Introducing Palmsy, the fictional social network where your posts remain stored on your device indefinitely.

When you join a social network, you have nothing-no friends, no followers, no likes. But as you continuously post content, you could begin to gain more and more likes and comments.
Introducing Palmsy, the fictional social network where your posts remain stored on your device indefinitely.

When you join a social network, you have nothing-no friends, no followers, no likes. But as you continuously post content, you could begin to gain more and more likes and comments. Those may attract new followers. And that shot of dopamine will motivate you further to post more.

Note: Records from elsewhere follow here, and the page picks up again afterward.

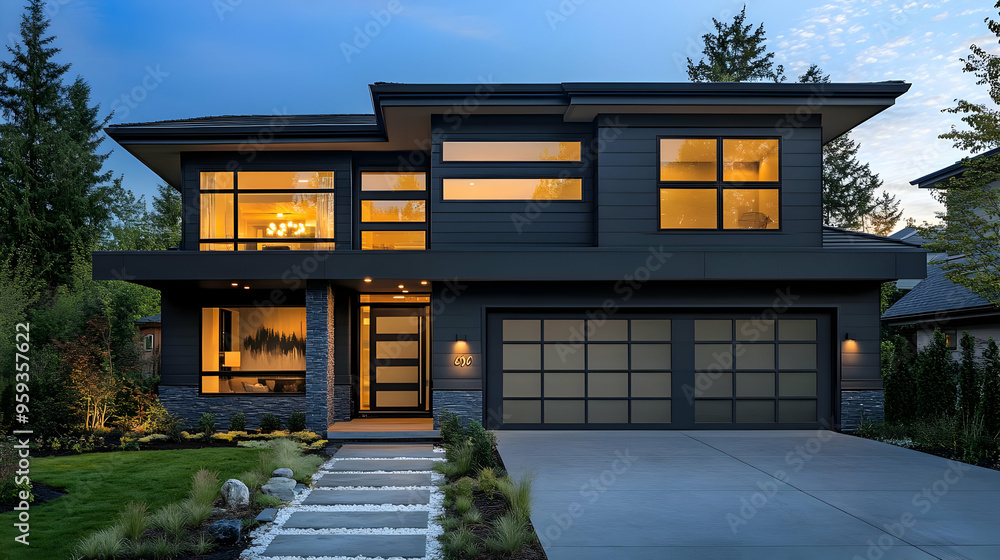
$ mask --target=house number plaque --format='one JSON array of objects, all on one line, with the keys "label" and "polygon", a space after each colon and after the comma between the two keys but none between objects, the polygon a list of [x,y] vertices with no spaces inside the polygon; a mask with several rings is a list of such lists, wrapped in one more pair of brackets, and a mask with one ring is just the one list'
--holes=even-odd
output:
[{"label": "house number plaque", "polygon": [[458,367],[468,367],[472,365],[472,356],[463,354],[455,356],[455,365]]}]

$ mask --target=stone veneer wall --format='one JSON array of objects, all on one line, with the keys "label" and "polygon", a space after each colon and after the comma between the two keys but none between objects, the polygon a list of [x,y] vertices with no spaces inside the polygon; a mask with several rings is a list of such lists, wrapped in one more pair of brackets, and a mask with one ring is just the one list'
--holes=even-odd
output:
[{"label": "stone veneer wall", "polygon": [[333,420],[333,292],[325,282],[306,284],[306,426],[325,433]]},{"label": "stone veneer wall", "polygon": [[[332,381],[331,381],[332,383]],[[333,422],[348,422],[351,420],[351,386],[334,385],[330,391],[333,400]]]},{"label": "stone veneer wall", "polygon": [[885,418],[885,393],[875,391],[840,392],[840,429],[857,429],[861,419],[881,422]]},{"label": "stone veneer wall", "polygon": [[433,391],[434,429],[441,427],[441,412],[454,412],[462,425],[472,420],[483,421],[482,391]]},{"label": "stone veneer wall", "polygon": [[198,419],[206,412],[215,414],[215,426],[219,430],[228,430],[229,419],[237,412],[246,414],[247,428],[254,430],[260,427],[260,419],[267,413],[274,414],[285,424],[293,412],[306,412],[306,397],[301,395],[204,396],[198,394],[197,387],[177,385],[160,385],[160,402],[167,410],[180,416],[187,428],[197,426]]}]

A new app named Palmsy attempts to be social media methadone by allowing you to post anything and receiving likes on them.

But the catch is nobody can see the posts.
You can post as much as you want. In fact, the application even lets you attach photos to your posts. But you're blasting those posts into space. Developer Pat Nakajima said on Threads that no post leaves your device and all likes are fake.

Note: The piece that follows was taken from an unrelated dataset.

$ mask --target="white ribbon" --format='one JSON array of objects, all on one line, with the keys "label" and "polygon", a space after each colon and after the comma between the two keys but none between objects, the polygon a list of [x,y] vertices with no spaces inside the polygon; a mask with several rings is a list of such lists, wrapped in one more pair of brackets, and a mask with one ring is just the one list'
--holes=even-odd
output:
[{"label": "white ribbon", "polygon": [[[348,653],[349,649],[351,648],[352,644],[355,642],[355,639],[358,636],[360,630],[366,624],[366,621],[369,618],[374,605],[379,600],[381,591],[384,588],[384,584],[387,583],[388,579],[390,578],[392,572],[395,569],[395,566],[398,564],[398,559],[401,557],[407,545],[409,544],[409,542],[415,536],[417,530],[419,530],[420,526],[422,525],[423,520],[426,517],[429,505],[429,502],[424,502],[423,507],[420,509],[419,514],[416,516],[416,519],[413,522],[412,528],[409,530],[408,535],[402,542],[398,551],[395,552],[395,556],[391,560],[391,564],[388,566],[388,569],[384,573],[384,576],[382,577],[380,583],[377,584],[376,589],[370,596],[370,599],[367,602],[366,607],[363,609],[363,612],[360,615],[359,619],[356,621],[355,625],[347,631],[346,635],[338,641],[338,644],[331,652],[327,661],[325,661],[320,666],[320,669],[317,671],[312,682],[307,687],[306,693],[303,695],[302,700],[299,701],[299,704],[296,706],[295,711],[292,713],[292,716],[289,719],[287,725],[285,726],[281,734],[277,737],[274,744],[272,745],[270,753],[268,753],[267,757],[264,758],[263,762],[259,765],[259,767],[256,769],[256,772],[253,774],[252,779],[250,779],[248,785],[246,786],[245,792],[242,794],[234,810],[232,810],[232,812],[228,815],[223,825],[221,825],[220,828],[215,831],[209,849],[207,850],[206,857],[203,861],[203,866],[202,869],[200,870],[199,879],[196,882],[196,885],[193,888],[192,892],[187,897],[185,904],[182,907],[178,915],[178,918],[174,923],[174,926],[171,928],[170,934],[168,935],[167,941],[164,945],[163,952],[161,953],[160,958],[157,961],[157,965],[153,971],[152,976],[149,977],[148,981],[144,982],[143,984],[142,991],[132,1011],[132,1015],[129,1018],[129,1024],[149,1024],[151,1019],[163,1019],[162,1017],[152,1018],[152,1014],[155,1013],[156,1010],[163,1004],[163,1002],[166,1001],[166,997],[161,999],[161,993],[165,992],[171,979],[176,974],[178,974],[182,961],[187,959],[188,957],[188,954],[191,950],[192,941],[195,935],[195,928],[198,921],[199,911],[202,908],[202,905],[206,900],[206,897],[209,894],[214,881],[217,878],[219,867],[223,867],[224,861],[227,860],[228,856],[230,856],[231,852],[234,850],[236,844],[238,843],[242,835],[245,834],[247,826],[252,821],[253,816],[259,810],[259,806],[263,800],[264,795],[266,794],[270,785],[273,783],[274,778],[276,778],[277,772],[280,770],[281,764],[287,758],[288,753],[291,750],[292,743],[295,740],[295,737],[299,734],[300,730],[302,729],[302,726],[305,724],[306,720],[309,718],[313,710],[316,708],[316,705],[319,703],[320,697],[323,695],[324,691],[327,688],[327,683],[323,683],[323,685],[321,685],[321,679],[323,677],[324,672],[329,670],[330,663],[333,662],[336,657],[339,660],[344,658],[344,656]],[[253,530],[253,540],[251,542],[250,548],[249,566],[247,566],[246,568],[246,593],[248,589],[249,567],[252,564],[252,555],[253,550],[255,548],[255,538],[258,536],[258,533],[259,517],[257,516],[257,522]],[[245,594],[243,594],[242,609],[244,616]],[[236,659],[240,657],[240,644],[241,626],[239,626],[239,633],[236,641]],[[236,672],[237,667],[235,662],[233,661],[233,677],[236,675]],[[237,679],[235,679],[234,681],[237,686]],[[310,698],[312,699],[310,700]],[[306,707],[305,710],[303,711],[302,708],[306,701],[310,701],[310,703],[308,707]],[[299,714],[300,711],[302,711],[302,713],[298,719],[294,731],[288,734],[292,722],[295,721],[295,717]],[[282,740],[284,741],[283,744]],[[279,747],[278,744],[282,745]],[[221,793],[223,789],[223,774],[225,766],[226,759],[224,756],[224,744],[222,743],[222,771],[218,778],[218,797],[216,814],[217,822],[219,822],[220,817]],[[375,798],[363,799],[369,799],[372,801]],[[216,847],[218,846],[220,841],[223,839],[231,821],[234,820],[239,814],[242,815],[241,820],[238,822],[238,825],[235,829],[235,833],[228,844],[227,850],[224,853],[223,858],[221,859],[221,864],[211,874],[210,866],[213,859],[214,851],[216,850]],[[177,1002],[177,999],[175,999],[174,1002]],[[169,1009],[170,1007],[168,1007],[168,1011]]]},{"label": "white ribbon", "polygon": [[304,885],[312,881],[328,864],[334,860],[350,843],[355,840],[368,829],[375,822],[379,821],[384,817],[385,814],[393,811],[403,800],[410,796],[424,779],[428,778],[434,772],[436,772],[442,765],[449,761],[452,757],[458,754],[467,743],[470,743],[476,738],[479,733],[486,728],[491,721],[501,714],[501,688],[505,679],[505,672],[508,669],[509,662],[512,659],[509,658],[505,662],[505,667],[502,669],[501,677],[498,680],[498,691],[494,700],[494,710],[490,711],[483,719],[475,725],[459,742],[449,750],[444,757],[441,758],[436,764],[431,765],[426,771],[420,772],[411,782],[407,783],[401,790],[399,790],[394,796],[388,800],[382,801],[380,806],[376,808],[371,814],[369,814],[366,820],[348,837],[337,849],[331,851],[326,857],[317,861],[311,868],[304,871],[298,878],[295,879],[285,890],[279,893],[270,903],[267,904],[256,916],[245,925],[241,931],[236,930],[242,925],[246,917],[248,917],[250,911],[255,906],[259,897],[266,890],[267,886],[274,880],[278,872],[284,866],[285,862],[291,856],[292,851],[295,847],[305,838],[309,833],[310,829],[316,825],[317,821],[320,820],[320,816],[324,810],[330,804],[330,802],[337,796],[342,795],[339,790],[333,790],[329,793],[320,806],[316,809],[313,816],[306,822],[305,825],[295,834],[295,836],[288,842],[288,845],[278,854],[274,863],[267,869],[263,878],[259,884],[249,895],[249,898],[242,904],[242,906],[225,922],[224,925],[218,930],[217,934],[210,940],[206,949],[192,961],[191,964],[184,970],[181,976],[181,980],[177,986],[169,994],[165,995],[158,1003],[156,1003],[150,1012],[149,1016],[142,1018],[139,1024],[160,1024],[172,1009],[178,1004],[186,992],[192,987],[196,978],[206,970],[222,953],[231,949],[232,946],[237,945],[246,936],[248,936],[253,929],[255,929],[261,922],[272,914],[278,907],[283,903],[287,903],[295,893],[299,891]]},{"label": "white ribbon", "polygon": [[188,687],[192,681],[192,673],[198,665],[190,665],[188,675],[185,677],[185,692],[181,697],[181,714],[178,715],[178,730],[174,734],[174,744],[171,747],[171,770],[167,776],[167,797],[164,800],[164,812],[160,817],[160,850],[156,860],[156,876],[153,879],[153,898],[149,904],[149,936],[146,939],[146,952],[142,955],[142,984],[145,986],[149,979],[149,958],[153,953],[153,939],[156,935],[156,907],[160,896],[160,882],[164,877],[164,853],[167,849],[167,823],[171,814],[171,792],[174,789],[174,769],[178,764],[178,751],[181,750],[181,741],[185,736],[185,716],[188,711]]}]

A free app, working on iPhone and iPad, reads your contact list in a manner that will assign pretend likes to posts. Because all posts are local, the contact information is not sent to a server when the app reads that information.

"It can be fun to see Likes coming in from folks you haven't thought about in years. It can also be useful in maybe deleting some contacts you might not need anymore," Nakajima writes in the FAQ section of the app.

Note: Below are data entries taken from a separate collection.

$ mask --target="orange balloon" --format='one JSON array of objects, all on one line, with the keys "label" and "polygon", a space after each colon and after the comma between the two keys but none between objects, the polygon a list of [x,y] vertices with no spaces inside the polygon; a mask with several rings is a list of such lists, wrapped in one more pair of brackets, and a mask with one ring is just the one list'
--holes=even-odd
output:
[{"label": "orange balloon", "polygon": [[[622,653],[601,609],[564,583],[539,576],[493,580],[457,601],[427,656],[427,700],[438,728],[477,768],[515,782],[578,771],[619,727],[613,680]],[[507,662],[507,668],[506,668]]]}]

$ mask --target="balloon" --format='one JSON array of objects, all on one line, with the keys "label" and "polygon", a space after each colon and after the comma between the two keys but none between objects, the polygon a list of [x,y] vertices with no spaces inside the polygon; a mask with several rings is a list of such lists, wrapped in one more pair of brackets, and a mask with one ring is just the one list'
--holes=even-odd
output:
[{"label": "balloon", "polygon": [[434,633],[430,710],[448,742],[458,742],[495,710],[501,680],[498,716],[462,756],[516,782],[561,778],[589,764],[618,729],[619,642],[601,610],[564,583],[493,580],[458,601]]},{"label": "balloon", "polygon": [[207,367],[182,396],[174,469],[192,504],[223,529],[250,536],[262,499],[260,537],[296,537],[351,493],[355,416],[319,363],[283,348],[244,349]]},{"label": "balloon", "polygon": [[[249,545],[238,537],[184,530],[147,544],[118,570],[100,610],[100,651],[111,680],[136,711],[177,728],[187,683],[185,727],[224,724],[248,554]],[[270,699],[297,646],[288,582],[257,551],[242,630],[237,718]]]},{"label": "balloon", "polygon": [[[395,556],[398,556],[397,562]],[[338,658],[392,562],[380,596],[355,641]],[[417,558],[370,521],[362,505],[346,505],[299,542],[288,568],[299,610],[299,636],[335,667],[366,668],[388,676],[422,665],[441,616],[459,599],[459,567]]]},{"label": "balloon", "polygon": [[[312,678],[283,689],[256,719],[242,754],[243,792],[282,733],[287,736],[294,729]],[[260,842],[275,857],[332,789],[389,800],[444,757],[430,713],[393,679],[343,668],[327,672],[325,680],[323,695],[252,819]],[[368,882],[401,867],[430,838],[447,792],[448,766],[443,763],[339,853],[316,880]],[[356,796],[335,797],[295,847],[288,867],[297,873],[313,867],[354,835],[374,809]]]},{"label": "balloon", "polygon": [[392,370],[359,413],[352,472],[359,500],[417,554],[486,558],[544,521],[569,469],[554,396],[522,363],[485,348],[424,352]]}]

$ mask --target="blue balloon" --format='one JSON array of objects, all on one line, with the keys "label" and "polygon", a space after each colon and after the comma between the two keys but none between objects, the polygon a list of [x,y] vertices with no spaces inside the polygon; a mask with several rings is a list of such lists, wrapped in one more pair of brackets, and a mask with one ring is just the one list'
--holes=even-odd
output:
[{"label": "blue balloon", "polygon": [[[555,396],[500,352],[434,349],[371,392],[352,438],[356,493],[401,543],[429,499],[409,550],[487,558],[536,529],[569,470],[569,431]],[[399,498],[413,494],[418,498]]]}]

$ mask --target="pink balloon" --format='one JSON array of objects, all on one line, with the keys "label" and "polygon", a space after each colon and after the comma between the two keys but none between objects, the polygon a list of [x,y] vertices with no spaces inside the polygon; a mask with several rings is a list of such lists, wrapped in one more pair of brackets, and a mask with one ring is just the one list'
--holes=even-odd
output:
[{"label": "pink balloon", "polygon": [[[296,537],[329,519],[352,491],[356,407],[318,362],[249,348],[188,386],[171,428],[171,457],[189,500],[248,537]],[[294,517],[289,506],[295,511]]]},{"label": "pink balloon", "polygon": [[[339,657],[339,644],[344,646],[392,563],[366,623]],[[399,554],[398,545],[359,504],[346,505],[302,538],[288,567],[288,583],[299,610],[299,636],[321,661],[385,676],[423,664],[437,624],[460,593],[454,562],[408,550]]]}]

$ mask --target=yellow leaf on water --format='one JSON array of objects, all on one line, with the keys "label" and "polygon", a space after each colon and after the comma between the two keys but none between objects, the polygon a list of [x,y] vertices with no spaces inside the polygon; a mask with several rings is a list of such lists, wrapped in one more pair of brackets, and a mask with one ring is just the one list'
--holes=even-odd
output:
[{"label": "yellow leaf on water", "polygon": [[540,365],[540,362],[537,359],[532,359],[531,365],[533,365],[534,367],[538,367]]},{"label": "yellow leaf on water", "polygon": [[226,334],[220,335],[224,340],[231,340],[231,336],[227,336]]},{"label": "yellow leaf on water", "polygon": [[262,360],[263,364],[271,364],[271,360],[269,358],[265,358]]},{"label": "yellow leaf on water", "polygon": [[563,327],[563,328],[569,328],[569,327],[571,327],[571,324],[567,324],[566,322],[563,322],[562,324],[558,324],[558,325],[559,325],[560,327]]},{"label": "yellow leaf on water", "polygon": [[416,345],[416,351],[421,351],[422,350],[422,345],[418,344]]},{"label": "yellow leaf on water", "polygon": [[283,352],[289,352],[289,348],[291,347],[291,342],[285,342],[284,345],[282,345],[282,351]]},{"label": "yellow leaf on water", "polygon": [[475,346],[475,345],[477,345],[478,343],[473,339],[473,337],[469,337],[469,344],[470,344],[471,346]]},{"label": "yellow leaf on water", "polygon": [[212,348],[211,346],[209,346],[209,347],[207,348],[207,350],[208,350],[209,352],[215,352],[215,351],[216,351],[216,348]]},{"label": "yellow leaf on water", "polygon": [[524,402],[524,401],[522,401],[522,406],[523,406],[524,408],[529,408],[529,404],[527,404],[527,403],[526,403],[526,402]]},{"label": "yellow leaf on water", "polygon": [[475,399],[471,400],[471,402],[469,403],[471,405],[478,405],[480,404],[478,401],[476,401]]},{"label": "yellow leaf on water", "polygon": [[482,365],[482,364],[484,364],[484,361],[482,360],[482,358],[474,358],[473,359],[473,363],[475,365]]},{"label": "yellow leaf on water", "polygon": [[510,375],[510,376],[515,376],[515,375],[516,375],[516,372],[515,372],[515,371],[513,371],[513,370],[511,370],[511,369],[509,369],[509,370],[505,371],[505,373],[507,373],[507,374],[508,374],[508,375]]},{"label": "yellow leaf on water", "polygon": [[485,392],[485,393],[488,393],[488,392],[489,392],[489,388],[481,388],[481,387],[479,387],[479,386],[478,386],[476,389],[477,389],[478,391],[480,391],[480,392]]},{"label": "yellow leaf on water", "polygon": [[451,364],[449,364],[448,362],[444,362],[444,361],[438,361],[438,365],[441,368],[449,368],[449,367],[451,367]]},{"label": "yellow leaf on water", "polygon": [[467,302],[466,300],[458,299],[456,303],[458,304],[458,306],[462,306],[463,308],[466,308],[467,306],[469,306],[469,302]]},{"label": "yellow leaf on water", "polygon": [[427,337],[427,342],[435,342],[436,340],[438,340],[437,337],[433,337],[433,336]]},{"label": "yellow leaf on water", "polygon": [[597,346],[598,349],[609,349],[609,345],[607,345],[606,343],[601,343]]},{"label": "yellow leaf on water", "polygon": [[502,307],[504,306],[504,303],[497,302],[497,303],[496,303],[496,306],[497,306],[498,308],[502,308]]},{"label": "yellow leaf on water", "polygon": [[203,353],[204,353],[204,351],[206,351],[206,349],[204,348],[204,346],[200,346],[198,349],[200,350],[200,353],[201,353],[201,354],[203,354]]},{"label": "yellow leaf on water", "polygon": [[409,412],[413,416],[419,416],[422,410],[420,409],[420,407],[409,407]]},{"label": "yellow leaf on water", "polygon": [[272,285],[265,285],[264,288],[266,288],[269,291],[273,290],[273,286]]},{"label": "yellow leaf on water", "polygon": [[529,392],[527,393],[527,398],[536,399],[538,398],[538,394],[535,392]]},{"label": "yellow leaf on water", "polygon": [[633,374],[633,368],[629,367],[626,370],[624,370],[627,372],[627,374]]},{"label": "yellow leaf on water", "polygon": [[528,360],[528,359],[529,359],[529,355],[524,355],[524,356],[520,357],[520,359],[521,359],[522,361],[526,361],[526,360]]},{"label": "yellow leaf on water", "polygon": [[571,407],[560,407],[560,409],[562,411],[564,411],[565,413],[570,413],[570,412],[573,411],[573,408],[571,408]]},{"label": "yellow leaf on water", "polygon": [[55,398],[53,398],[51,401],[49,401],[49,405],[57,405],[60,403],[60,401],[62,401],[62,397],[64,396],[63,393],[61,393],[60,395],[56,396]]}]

Beyond the contacts, you could treat it like a personal diary or even where you get to disburden any terrible puns for good-no one's really going to judge you. It's up to you.

Recently, the developer has issued the application with some advanced options that let you block the number of likes for a post in general and how long you want those likes to come: in a few seconds, in a few minutes, in a few hours, or even in a few days.

There are some other apps that are working with time limits to minimize and reduce addiction over social networking applications. There are a few developers who have even come up with very basic versions of apps that enable users to share dumb posts but without that implication.

In 2017, developer Dan Kurtz released Binky, which spewed out a faked feed for you to interact with. In 2018, former Google Reader product manager Jason Shellen relaunched Brizzly as a website, in which you could put whatever you liked in a text box and hit send. The posts go nowhere and you can't even see them once you hit send.